19-2

「初めてのおつかい、出来るかな……ライトニング!」

開幕早々に雷を落として、そのまま真っ直ぐに突っ込んでくる。
長い槍はリーチも長い。突っ込まれたスパーダは槍を剣で軌道を逸らして内側に入り込み、至近距離で斬撃を繰り返した。

「なぁーにがおつかいだよ! 散沙雨!」
「光破刃! ローバーアイテム……あら?」
「あーらよっと!」
「うわっ」

ゴルフでもするみたいに槍を振り上げてルカを突き飛ばす。
槍って、突いたり薙ぎ払ったりするものだとは思うけれど、彼の使い方はとても正しい槍の使い方とは思えない。実際、戦う人たちから見ても予想外の動きなのだろう。あちこちから舌打ちが聞こえてきた。

「アクアバレット! 気を付けなさいルカ! こいつ動きも気持ち悪いわよ!」
「ハスタキィーック!」
「キックじゃねえよ!」

三連続の突きに思わずスパーダが怒鳴る。
言動もだけど、攻撃パターンまで本当によくわからない。
とにかくルカたちの援護を、と詠唱を始める。

「痛いの痛いのー飛ーんで」
「回復禁止令!」
「け、あっ?」

一気に踏み込んで、わたしのすぐ目の前にハスタがやってきて、ピンクのフリルが視界いっぱいに広がる。
どうしよう、と鞄を構えることも出来ずにいれば、ハスタはふと何かに気付いたように手を止めてわたしの顔を見た。

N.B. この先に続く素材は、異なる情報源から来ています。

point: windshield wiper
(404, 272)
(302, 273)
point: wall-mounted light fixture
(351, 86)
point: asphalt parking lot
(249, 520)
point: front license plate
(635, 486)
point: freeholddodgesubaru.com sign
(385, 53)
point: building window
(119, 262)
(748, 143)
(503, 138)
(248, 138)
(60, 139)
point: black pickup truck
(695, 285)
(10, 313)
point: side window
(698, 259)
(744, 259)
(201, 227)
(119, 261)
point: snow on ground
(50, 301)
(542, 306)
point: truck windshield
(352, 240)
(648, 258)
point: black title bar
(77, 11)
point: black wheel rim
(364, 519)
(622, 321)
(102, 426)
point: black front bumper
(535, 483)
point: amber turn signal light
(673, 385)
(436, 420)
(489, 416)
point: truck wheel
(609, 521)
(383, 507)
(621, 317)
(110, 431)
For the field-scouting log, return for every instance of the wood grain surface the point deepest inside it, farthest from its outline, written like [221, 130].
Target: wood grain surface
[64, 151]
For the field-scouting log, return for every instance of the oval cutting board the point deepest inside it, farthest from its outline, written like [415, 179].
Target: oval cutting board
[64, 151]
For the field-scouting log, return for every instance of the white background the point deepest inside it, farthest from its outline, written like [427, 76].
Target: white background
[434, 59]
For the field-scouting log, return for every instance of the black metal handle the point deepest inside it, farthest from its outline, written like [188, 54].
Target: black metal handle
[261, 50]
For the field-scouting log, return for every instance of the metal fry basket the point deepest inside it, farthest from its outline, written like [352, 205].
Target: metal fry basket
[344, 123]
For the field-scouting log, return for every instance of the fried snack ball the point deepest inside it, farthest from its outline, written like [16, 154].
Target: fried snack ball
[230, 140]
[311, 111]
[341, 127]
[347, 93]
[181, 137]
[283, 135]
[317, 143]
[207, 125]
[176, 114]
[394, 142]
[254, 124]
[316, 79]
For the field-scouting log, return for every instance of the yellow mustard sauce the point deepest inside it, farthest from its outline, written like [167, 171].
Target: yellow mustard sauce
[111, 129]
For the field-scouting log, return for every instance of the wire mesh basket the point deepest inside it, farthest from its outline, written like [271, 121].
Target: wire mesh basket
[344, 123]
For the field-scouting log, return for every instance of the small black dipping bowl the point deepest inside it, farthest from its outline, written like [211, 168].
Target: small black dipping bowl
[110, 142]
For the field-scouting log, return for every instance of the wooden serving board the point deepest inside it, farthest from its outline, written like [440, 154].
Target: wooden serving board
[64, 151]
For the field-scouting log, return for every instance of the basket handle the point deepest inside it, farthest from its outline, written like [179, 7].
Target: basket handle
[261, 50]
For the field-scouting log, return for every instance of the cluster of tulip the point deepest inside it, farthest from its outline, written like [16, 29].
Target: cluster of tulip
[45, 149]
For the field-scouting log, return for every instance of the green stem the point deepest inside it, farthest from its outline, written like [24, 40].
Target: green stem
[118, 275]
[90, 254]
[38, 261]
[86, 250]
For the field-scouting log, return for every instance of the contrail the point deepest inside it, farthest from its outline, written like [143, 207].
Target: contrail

「むむむ〜ん? 君って君って〜……お酒飲んじゃう感じ?」
「み、未成年だよ!」
「フィアフルフレア!」

声を裏返してながら答える間に、コンウェイさんが放った炎がハスタに直撃した。
その隙にスパーダがわたしの腕を掴んで、突き飛ばすように後ろに下がらせてくれる。とてつもなく助かった。

「おらよ、獣爪斬!」
「はあ! 虎牙破斬!」
「死んだおばあちゃんが見える!」
「や……やっりにくいなぁ〜……」

思わずルカが困った声をあげたのが聞こえる。
それでも、ちゃんとダメージを与えているのは間違いない。
やがてハスタは膝を着いて、拗ねたような声をあげた。

「てゆっか〜1対7って〜ひどくな〜い?」
「あーもう気持ち悪ーい!」
「勝てばいい……かなあ?」
「ちゃんと会話してもらえるかしら……」

戦隊ヒーローとかに謝れよ。
そう叫びたかったけど、なんとなく勇気が出なくてわたしはコンウェイさんの後ろにそっと隠れた。